But do you want to know the real answer?  The real answer is, I just don't know yet, but we'll both figure it out together.  From the moment we cut that cord, motherhood became one good-bye after another.  For 9 months we house this precious person right under our hearts and when that moment comes and we have to hand them over to all of the unknowns of the world, in a way, it's our first good-bye.  Nursing, among its myriad of other benefits, allows us to keep a physical connection with them as long as we can.  Weaning is a monumental good-bye between a mother and a child.  Constantly asking your friend when she plans on weaning can dredge up some very deep emotions for her.  So just tread lightly.

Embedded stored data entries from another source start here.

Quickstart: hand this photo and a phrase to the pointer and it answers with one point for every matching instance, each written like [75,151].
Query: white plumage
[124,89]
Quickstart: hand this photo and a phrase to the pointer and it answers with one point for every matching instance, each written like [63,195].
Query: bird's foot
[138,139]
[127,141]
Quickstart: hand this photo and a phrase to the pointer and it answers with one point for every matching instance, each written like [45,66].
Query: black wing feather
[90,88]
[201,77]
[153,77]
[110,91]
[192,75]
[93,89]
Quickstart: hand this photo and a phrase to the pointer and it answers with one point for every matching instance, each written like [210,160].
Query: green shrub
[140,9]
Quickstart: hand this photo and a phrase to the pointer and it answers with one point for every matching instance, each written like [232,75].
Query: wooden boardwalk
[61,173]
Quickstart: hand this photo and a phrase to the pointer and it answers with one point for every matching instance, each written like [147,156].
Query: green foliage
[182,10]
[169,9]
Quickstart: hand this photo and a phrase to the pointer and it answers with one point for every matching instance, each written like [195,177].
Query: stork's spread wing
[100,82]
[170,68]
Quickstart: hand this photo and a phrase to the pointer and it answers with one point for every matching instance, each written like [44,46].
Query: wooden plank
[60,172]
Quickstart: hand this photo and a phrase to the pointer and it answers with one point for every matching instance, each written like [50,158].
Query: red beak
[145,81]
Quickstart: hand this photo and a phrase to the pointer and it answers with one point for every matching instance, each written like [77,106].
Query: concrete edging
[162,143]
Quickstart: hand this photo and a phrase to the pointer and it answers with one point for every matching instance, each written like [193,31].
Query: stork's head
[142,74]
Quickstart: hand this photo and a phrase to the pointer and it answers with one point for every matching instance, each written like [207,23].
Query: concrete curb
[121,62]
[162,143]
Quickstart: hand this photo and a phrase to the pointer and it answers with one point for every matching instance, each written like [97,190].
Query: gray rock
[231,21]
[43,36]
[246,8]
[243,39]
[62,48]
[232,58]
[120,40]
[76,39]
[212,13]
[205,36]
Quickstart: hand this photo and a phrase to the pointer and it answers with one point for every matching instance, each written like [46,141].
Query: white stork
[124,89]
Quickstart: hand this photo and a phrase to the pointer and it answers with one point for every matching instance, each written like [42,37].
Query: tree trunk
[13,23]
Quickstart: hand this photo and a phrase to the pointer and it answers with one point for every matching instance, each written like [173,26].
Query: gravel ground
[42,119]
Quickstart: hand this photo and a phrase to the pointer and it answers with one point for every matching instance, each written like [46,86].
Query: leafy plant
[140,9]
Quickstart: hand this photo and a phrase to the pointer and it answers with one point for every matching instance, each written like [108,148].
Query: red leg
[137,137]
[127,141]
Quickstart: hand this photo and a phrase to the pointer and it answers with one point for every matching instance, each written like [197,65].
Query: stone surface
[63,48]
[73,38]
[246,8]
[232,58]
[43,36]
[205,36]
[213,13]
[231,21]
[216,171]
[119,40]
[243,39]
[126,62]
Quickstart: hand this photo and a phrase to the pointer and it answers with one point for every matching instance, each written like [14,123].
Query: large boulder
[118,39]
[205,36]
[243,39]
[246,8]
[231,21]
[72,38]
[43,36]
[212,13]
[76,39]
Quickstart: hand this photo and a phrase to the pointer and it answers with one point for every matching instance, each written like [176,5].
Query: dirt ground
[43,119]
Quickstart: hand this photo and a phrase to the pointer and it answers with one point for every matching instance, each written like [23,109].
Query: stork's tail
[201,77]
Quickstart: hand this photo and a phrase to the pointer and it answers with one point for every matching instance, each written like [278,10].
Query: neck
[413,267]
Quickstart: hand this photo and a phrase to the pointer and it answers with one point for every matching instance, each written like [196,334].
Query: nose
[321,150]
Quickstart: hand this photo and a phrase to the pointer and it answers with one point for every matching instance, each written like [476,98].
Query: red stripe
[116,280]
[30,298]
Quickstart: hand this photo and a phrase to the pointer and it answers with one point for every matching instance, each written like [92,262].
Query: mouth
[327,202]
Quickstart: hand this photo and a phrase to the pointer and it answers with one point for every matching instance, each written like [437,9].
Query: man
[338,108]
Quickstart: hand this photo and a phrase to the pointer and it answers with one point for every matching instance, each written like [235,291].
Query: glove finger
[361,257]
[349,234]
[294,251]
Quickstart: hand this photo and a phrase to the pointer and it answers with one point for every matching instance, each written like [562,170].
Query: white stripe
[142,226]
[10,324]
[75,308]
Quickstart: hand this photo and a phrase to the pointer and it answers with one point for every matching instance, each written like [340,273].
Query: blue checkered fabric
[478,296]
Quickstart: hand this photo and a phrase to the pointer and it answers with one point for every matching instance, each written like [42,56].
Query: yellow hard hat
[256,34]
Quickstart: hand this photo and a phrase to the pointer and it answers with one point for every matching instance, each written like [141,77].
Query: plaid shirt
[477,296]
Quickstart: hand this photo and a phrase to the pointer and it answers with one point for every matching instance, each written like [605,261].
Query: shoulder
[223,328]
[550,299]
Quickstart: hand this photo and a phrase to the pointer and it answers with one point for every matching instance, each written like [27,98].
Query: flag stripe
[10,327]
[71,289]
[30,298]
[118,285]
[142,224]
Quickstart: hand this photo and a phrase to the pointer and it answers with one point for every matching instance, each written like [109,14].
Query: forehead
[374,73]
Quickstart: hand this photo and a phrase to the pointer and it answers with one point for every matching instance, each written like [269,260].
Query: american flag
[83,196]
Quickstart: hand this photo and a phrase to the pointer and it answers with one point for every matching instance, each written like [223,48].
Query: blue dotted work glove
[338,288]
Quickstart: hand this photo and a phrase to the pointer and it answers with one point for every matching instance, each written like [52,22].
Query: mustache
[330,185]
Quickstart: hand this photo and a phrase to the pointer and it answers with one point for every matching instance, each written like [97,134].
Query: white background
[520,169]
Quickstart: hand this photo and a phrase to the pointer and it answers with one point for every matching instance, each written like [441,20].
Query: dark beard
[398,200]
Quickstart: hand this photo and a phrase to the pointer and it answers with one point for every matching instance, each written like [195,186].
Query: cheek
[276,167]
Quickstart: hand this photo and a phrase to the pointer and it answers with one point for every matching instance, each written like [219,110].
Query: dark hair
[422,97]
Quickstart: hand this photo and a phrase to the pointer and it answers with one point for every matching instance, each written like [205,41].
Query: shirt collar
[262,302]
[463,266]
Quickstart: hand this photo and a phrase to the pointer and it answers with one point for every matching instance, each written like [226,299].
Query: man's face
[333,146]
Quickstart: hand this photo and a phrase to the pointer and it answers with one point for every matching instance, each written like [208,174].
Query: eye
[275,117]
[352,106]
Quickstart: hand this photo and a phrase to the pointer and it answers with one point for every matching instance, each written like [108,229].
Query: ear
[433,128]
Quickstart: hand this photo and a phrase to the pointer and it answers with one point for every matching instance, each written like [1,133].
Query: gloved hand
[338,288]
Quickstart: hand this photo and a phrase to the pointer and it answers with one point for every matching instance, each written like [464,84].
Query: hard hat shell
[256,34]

Now, nursing is more like this:

We're a lot more confident now, we do it with ease.  He stares in my eyes and explores my face with his hands.  Every day we nurse a little less and I say good bye to the physical connection we have shared.  In doing so, I learn to say hello to a million other connections and memories we will share.

1 year.  We did it.

Images from top to bottom:  Keralite Mother And Child (Breastfeeding)- Artist Unknown; Nursing Mother- Paula Modersohn-Becker; Young Mother Nursing Her Child- Mary Cassatt


  1. What a lovely, lovely description of such an ordinary and extraordinary gift for mama and baby. I'm so proud you held on with such tenacity - you and Jack are so much the better for it. So proud of the woman and mother you are. xo

  2. Great post, Nancy. I had A LOT of nursing problems with my first but with much determination finally overcame. I nursed all my babies a year and beyond -- well, except the current one. She's been nursing well for six months now, and I'm looking forward to the rest of our nursing days together. Enjoy your days with Jack! :)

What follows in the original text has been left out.